A parenteral administration of iron may contribute to oxidative reactions that exacerbate tissue damage.

In addition, excessive amounts of circulating iron may stimulate bacterial proliferation

91
Q

Zinc binds to what for transport into the liver?

A

Zinc binds to albumin for transport to the liver.

92
Q

What is the short term form of iron storage?

A

Ferritin

93
Q

Which populations at risk for vit E deficiency?

A

Those with fat malabsorptive disorders, Crohn’s disease, CF, compromised biliary function, or resection of ileum/small intestine.

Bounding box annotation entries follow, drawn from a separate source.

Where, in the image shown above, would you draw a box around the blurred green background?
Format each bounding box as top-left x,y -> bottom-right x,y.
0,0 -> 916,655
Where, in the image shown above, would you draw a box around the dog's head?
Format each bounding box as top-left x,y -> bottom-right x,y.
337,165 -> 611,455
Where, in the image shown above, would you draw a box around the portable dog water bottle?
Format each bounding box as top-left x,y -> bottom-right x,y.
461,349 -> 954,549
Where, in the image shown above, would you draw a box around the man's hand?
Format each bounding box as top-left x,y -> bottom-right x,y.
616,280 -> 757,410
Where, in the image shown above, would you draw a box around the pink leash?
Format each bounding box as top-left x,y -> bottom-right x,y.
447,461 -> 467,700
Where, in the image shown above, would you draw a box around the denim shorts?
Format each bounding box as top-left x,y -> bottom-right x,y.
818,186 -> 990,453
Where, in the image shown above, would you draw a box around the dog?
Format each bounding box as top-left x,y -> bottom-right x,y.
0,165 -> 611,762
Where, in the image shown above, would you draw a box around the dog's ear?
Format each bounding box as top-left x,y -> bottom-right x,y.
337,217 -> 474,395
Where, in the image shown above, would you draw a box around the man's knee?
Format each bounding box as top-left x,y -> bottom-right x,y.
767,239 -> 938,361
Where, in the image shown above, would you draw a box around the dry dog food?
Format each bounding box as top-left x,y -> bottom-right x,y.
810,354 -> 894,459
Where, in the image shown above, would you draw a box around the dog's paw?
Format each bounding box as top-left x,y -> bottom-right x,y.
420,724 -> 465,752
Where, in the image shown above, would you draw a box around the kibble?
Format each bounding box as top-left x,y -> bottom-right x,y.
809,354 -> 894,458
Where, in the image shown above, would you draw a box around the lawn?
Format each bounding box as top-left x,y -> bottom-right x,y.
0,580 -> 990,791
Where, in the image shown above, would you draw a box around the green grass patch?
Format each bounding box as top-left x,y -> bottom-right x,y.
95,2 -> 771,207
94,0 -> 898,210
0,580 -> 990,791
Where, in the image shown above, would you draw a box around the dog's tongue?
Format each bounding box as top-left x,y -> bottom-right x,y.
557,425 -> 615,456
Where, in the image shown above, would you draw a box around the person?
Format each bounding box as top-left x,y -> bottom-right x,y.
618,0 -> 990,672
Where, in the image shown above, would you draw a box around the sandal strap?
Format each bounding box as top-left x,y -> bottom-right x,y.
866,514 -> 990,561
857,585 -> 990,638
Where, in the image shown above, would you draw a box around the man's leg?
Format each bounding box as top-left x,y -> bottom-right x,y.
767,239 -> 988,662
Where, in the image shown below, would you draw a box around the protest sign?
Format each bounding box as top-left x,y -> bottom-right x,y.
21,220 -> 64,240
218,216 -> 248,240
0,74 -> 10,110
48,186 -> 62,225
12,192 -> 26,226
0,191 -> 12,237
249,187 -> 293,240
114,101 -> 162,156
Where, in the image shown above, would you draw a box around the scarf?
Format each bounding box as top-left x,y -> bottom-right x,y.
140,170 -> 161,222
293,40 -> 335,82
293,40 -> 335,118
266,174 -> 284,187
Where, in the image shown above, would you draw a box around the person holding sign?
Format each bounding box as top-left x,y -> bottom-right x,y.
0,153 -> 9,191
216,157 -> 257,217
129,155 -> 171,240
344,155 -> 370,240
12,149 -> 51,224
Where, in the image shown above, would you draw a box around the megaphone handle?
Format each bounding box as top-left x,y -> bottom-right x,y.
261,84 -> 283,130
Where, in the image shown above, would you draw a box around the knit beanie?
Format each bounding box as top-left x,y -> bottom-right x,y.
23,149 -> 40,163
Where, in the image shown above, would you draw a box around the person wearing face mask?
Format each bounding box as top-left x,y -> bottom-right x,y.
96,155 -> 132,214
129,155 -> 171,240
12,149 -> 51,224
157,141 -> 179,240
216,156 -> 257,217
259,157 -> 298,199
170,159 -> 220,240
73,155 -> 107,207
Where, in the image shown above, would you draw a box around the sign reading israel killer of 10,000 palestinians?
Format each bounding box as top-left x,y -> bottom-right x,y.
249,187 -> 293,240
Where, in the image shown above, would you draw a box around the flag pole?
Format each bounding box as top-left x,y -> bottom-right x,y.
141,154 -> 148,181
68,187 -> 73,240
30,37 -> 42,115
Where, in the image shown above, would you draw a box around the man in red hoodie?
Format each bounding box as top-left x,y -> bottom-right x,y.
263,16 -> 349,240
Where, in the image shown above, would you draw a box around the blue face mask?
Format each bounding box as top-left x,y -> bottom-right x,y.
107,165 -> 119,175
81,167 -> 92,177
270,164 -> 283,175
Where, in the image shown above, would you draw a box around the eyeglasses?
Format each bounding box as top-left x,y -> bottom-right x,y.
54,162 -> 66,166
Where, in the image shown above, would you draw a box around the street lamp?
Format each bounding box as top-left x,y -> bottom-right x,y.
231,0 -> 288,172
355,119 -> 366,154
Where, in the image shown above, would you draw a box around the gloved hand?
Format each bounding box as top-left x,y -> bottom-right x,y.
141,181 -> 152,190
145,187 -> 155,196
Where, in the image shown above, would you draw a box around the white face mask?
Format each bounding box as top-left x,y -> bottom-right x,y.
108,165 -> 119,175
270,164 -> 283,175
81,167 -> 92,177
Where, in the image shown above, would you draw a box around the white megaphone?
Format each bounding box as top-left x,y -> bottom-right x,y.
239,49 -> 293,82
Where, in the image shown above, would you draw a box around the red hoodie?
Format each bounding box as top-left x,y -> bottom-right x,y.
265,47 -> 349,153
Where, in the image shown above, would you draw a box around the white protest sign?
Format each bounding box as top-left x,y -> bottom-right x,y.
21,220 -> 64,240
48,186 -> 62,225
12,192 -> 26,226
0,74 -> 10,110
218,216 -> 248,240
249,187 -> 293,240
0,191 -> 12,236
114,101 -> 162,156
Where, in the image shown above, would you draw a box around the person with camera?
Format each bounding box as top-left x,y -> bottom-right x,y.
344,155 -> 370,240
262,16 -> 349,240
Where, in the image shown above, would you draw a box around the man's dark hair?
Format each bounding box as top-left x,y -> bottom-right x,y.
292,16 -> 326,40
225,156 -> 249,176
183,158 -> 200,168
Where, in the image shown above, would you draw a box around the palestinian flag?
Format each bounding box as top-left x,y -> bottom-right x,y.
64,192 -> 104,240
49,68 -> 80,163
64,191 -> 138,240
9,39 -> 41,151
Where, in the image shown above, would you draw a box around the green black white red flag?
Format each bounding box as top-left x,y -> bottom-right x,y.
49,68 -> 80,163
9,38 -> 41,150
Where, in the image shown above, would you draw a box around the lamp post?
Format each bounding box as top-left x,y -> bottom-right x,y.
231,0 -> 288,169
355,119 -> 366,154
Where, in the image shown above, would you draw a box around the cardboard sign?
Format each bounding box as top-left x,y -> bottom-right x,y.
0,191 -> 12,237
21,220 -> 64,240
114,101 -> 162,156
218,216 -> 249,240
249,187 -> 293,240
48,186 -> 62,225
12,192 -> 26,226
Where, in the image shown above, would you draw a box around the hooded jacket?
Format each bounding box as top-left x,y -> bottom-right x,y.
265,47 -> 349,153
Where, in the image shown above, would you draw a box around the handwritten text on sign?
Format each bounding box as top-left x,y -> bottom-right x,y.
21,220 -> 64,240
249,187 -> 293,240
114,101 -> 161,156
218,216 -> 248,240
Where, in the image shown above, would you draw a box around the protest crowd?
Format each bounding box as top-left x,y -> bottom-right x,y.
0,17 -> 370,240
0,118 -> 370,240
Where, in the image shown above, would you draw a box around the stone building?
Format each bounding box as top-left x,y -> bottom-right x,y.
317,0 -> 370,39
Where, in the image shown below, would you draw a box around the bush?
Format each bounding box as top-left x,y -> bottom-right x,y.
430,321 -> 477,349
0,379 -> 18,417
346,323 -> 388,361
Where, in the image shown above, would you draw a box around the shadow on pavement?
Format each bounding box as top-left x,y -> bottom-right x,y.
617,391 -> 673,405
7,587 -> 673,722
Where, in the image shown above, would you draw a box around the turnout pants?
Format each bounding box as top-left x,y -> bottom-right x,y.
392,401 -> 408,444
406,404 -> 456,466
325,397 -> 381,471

Long term PN patients also at risk.

94
Q

Where is iron primarily absorbed?

A

Iron is absorbed primarily in the duodenum and jejunum

95
Q

The clinical manifestations of copper deficiency can be similar to what other micronutrient deficiency?

A

B12

96
Q

Which of the following is the best way to determine chromium deficiency?

A

There is no known reliable indicator of chromium status

97
Q

What are some symptoms of a Zinc deficiency?

A

Symptoms can be reported as loss of taste sensation, altered smell sensation, and skin rash in severe cases. Decreased vitamin A release from the liver can contribute to nighttime blindness.

98
Q

How often should micronutrient assessments be performed on long-term parenteral nutrition (PN) patients?

A

Every 6 months

Every patient should receive micronutrients daily unless there is a potential or identified nutrient toxicity, or adjust accordingly if there is a national shortage of product. Whenever a nutrient is omitted or added to standard micronutrient recommendations, the patient should be monitored for a potential deficiency or toxicity that could develop over time. Laboratory values are not always reliable indicators

99
Q

Cheilosis, cracking of the corners of the mouth, is observed with a deficiency of which vitamins/minerals?

A

riboflavin, niacin, iron, and pyridoxine.

100
Q

What vitamin absorption is most likely to be impaired with chronic use of proton pump inhibitor therapy?

A

B12

101
Q

Which vitamin/mineral deficiencies result in microcytic, hypochromic anemia?

A

Copper and iron

102
Q

Which vitamin/mineral deficiencies result in macrocytic anemia?

A

B12 or Folate

103
Q

When supplemented, which vitamins may reduce plasma homocysteine concentrations?

A

Folic acid, vitamin B6, and vitamin B12 supplementation can reduce plasma homocysteine concentrations

104
Q

What is the recommended amount of Vitamin A supplementation to be given to a patient with suspected vitamin A deficiency on steriod therapy?

A

A wide dosage range of 3000 to 15,000 RAE/d orally for 7 days has been recommended to counteract the inhibitory effects that steroids have on collagen synthesis and connective tissue repair.

105
Q

True or false: PN associated metabolic bone disease It is often asymptomatic and occurs in the face of normal biochemical parameters.